McBirney was vice president of the National Bank of Commerce that his family founded about 1908. Aunt Chick’s column taught a lot of people a lot about cooking: how to make good pie crusts, how to keep pie dough from sticking to rolling pins, how to keep the bottom crusts of fruit pies from being soggy and how to keep meringue from weeping. But McBirney’s fears were unfounded — it didn’t start a run on the McBirney bank. Aunt Chick had graduated from Stout Institute in Menomonie, Wis., a school that taught only home economics, and she came to Claremore in 1909 to teach that subject. Two years later, she became supervisor of home economics at Muskogee schools. She came to Tulsa in 1916 as the wife of McBirney, who was the coach of the University of Tulsa football team.
While writing her Kitchen Log column for the next 20 years, Aunt Chick also found time to write several cookbooks, most of which dealt with pies and other desserts.

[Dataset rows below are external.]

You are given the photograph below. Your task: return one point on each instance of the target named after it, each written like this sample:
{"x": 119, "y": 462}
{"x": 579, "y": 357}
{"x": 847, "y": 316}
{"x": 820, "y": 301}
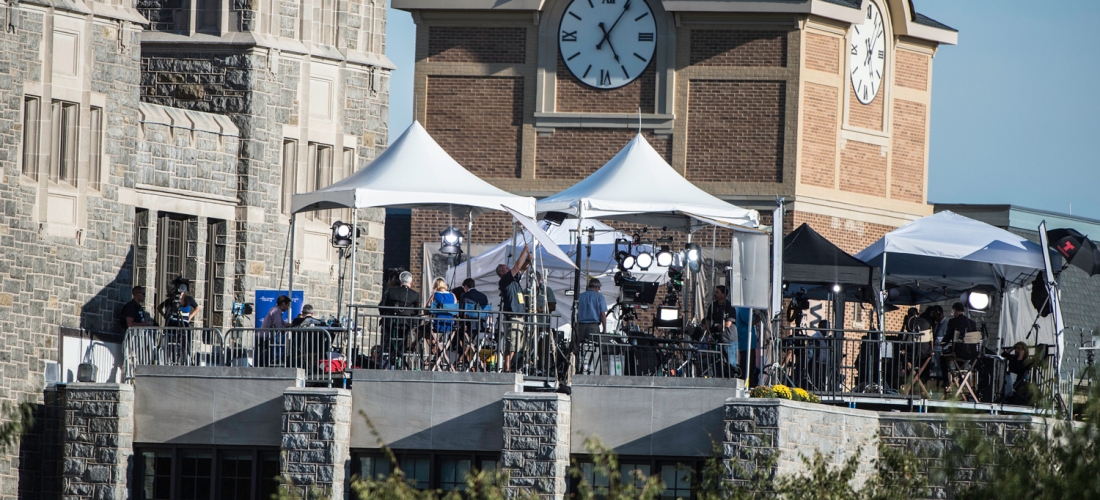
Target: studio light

She also invented a pastry canvas and a cookie cutter that is still in demand. She began demonstrating cooking methods, first at Vandever’s Department Store, and later at other stores in Tulsa and in many other parts of the country. And learned a lot about cooking in the process. The women themselves developed the demonstrations with their questions, and she listened to everyone wherever she went but didn’t take anyone’s word for their recipes.
In a 1973 interview, Aunt Chick recalled meeting a woman who claimed her recipe for lemon pie was the best there was. “I took the recipe and tried it and agreed,” she said. At one of the demonstrations, she mentioned that everyone had trouble with weeping meringues — but a young woman in the audience told her she didn’t have any trouble. Aunt Chick had suggested that the pies should be baked in an oven with a temperature no higher than 325 degrees. But the young woman said she didn’t have a thermometer and never knew the temperature of her oven. She added that she couldn’t even shut the door on her oven. That was the answer to the meringue problem. “I’d stumbled onto the secret — no more weepy meringues — just leave the door open about an inch and it’ll work like magic,” she said. Aunt Chick’s first inventions were the pastry canvas, treated with a chemical, and a rolling-pin cover that prevented noodles, cookies, and pie crusts from sticking.

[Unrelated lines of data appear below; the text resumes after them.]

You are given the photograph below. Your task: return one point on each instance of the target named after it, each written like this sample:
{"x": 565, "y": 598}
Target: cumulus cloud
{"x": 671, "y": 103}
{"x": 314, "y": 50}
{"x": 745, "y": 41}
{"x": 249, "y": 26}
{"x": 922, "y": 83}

She later developed a heavy steel pie pan and the “Crispy Crust” pie pan that promised perfect bottom crusts on pies. Although she also developed several other kitchen gadgets, the item for which she was most famous was the device now known as Gramma’s Cutter, designed to help the cookie dough slide out of the forms. They are still available. Aunt Chick included a recipe and some sage advice in every cookie-cutter box: such as “If you don’t follow directions, Heaven help you.” or “Don’t have a neighbor show you how to do these, because you must follow these instructions.”

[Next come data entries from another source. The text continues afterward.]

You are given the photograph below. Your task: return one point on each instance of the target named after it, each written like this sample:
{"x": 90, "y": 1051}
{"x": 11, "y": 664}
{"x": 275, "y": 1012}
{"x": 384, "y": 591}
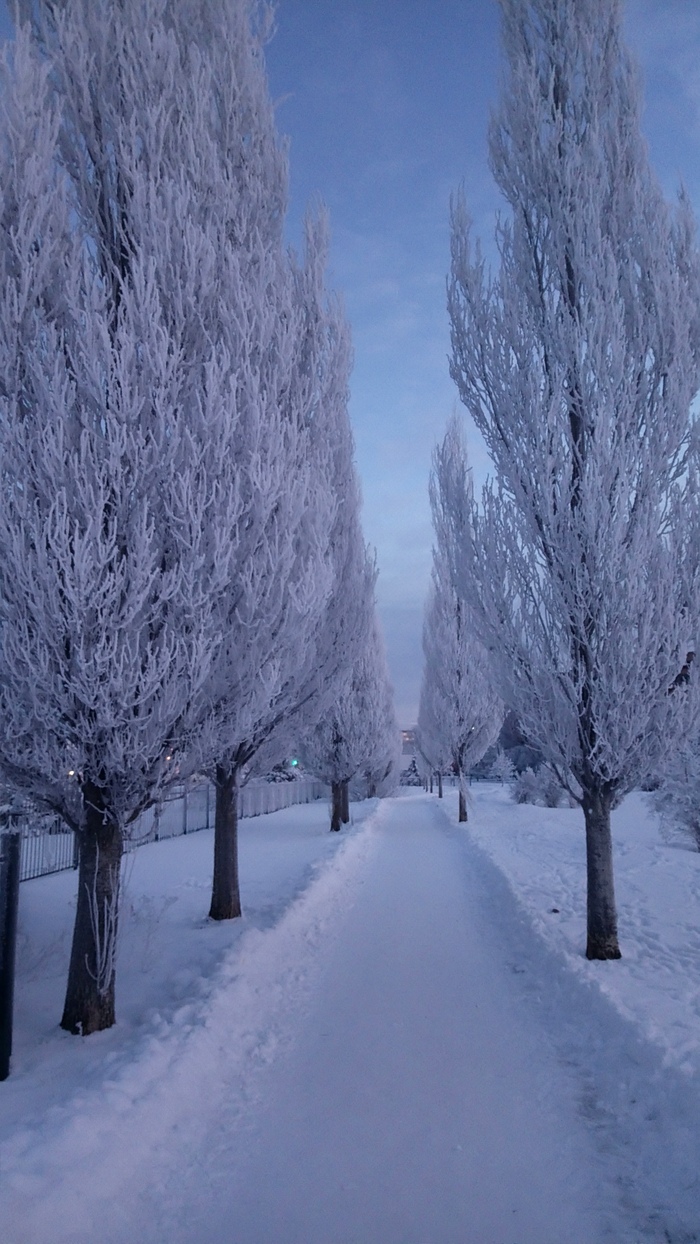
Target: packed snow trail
{"x": 419, "y": 1104}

When Aunt Chick moved into a retirement home in 1973, she donated her collection of about 1,000 cookbooks to the Tulsa City-County Library. She had been collecting the books since 1913. Moving into a retirement home didn’t stop her cooking demonstrations; it just changed the venue. She presented her demonstrations to other residents of the center, where she died in 1982. Aunt Chick once told a World reporter that when she decided she wanted to begin writing a cooking column, she approached World Editor N.G. Henthorne offered to pay her $15 a week for the column that appeared Tuesday through Friday on the newspaper’s society page and on Saturday in a food shopping guide. She accepted. But, she added, “I would have written about good cooking for free.”